Второе, что запомнилось — его заявление о том, что меня просто-напросто раздавили, именно так он и выразился. Я подумал, что это звучит впечатляюще, даже мелодраматично, так ему и сказал. Он настаивал на своем — но не спорил, а только сидел молча, ощупывая меня холодным напряженным взглядом, и после минутного раздумья пришлось согласиться: да, я раздавлен, именно так себя и чувствую.
— Но что именно меня раздавило, вот вопрос? — спросил я скорее нетерпеливо, чем жалобно.
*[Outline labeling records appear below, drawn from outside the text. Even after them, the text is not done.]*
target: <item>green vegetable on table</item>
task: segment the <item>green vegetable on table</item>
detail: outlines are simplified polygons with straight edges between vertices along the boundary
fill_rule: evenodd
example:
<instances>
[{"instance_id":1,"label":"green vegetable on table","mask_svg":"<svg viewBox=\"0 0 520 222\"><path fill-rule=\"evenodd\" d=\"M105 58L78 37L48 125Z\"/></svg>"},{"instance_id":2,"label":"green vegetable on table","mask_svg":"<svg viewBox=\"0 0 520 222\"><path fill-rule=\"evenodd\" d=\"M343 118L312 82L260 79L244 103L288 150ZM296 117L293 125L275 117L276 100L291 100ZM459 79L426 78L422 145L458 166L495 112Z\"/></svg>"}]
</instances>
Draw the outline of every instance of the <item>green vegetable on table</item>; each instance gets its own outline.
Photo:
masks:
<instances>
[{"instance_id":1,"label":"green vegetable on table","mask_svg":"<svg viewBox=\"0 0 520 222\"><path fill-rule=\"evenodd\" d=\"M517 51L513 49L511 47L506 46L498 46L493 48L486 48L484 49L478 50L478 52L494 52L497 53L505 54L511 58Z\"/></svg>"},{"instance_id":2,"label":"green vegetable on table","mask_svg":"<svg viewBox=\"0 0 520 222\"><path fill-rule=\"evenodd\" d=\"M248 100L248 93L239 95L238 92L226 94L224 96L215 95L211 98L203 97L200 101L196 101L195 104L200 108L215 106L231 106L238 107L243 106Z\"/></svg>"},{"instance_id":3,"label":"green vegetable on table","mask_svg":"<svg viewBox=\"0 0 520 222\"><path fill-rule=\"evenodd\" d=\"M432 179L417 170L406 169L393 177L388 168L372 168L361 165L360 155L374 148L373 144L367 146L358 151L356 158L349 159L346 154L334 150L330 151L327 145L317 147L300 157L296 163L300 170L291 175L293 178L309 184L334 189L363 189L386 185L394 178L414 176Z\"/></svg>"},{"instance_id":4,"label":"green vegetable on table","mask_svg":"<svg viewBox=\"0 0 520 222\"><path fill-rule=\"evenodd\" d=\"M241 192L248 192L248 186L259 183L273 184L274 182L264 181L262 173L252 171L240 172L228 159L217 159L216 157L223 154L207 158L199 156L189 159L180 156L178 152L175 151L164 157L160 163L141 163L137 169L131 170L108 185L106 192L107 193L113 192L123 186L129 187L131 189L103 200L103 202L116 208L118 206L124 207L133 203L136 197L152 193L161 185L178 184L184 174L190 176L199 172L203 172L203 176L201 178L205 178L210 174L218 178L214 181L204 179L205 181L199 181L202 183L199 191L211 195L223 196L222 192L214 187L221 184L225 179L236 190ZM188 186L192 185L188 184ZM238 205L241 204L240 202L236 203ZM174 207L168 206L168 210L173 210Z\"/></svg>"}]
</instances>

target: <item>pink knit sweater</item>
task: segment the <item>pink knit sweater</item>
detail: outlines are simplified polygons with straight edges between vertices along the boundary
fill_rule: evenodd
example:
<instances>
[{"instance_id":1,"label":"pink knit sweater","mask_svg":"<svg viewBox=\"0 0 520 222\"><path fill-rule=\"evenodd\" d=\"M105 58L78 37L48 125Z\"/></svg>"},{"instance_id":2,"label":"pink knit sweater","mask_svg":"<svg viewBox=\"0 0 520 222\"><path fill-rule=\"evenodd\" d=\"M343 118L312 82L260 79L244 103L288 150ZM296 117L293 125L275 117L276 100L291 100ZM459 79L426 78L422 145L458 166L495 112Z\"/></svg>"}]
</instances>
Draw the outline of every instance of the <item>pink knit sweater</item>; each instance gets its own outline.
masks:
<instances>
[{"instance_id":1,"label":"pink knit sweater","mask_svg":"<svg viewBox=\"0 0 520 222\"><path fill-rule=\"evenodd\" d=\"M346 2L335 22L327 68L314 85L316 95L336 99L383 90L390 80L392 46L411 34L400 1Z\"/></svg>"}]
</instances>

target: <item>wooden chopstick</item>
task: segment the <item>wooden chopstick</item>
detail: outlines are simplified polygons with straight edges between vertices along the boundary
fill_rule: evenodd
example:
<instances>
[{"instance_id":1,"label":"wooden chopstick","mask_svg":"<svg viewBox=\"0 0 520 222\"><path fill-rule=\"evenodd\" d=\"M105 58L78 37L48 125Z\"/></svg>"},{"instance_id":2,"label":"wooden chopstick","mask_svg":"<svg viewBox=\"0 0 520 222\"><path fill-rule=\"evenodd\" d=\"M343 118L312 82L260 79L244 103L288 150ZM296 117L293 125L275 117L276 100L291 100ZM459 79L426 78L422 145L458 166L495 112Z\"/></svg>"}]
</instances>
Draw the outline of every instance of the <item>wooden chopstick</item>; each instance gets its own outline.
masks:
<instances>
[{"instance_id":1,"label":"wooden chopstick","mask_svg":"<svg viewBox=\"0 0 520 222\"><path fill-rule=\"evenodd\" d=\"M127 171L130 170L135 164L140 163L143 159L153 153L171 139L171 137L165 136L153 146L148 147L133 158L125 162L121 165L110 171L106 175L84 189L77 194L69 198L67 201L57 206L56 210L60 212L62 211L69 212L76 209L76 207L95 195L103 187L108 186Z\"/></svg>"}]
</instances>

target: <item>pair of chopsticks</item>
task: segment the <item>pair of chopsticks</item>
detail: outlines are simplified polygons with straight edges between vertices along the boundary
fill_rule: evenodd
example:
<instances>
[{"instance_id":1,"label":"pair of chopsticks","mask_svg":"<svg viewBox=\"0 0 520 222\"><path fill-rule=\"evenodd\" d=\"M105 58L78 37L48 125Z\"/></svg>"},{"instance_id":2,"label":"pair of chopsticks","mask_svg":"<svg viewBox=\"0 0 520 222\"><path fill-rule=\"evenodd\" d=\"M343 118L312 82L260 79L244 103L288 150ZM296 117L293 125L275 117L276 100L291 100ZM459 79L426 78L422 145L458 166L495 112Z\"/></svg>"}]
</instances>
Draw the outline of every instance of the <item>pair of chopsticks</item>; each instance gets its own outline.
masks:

Естественно, ответа не последовало. Больше я к нему не ходил, и не потому, что был разочарован или обозлен на то, что он не сумел помочь, мне просто показалось, что больше ему нечего сказать. Полагаю, и он так думал, потому что прощаясь, пожал мне руку крепче обычного, а улыбка выражала понимание и грусть; так улыбается отец, провожая сына в большой мир. Когда вспоминаю о нем, меня охватывает тоска, едва ли не ощущение потери. Возможно, он действительно помог мне, хотя я этого и не понял. Тишина его приемной так умиротворяла. Я написал о нем Касс. Нечто вроде исповеди, неуклюже замаскированной натужным юмором, нечто вроде извинения, как будто я, ничтоже сумняшеся, уселся на дальнюю скамейку храма, куда она всегда стремилась. Касс не ответила. Я подписался: «Раздавленный».